Les écoliers marocains de première année étudieront l’amazighe sur des manuels écrits dans l’alphabet tifinaghe dès février prochain. Les enfants complèteront ainsi l’enseignement qu’ils ont reçu oralement pendant six mois en classe. Les autorités cherchent ainsi à intégrer la langue berbère dans le cursus scolaire des établissements publics.
Des manuels en tifinaghe sur les pupitres. Les écoliers marocains de première année étudieront l’amazighe avec des ouvrages rédigés dans cet alphabet dès le début du mois de février. La mesure concrétise la volonté des autorités de faire de la langue berbère une matière scolaire à part entière, au même titre que les mathématiques ou la géographie. L’initiative, notamment mise en place par le ministère de l’Education et de la Jeunesse et l’Institut royal de la culture amazighe (Ircam), concernera les écoles publiques du Royaume.
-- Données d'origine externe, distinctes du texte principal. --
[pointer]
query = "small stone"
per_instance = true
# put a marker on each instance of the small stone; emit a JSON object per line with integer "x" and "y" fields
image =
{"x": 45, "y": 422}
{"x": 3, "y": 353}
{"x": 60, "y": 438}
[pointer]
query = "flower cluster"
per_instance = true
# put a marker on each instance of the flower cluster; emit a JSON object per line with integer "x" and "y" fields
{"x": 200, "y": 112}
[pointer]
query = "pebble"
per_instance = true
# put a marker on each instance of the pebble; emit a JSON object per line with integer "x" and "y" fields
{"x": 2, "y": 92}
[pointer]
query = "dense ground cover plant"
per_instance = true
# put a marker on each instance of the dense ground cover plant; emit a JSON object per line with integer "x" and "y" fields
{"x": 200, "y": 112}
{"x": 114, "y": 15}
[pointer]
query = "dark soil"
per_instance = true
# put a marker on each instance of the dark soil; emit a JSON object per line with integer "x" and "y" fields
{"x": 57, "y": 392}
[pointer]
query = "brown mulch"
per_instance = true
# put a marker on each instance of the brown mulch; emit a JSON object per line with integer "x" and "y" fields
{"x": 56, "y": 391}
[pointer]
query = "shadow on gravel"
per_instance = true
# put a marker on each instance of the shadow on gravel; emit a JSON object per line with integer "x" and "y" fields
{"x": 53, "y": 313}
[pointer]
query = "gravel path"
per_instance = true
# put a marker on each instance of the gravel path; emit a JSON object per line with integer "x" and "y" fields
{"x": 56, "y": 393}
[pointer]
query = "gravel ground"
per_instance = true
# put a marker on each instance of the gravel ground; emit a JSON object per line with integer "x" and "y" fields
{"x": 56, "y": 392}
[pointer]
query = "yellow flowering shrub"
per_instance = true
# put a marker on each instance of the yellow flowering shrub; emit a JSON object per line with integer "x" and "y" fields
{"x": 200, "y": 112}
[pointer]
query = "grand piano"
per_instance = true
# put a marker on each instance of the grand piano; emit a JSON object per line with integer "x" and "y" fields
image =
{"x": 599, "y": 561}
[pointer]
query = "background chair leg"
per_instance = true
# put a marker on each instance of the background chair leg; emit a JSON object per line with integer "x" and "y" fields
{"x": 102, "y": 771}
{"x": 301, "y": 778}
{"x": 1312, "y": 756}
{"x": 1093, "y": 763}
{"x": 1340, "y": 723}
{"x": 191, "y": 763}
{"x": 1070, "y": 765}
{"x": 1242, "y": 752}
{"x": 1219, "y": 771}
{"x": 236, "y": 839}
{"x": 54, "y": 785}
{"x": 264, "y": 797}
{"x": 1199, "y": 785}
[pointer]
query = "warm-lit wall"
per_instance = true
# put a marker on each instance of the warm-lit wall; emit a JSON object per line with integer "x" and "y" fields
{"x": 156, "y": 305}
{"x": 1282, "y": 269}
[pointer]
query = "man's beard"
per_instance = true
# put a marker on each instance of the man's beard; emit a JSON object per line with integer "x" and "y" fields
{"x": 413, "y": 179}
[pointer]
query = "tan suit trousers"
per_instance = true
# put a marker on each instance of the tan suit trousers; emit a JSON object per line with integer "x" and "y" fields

L’enseignement de l’amazighe a commencé dès la rentrée scolaire, le 15 septembre dernier. Quelque 25 000 Marocains de six ans découvraient alors en classe, mais seulement oralement, la langue. « Les professeurs ont reçu deux manuels d’activité orale pour fournir aux enfants les bases de cette langue », explique Jamal Khallaf, directeur de l’Evaluation de l’organisation de la vie scolaire et des formations interacadémiques au ministère de l’Education. Des professeurs qui étaient tous volontaires pour participer à l’opération et qui, surtout, parlaient déjà l’amazighe.
Les profs prennent des cours
Mais pour être parfaitement opérationnels, ils ont reçu une formation complémentaire. « Pendant quinze jours, ils ont appris à écrire en tifinaghe et ont suivi des cours de littérature, de géographie ou encore d’histoire berbère. Le but est de mettre fin aux idées reçues, comme celles qui affirment que l’amazighe est une langue orale, alors que, dans le sud, ont écrit déjà avec l’alphabet tifinaghe », précise Jamal Khallaf.
Les écoliers passeront à la pratique dès février. Ils découvriront les manuels d’apprentissage rédigés en tifinaghe. Ces livres, offerts gratuitement par l’Etat, seront distribués dans 343 écoles du Royaume. L’enseignement de l’amazighe se fera à raison de trois heures par semaine, divisées en 5 séances. Pour s’assurer du bon déroulement des cours, « soixante quinze inspecteurs seront chargés d’ajuster le programme en fonction des difficultés rencontrées par les élèves », explique Jamal Khallaf.
Chacun son bouquin
Comme dans les classes à niveaux multiples, les professeurs devront s’adapter aux différences dues au fait que certains enfants maîtrisent plus la langue que d’autres. « Pour les jeunes Berbères, l’enseignement s’apparentera à un approfondissement de leurs connaissances. Pour les Arabes, ce sera une nouveauté. Les professeurs devront s’adapter aux disparités lorsqu’ils dispenseront leurs cours », explique Iel Mehdi Iazzi, chercheur au Centre d’aménagement linguistique à l’Ircam.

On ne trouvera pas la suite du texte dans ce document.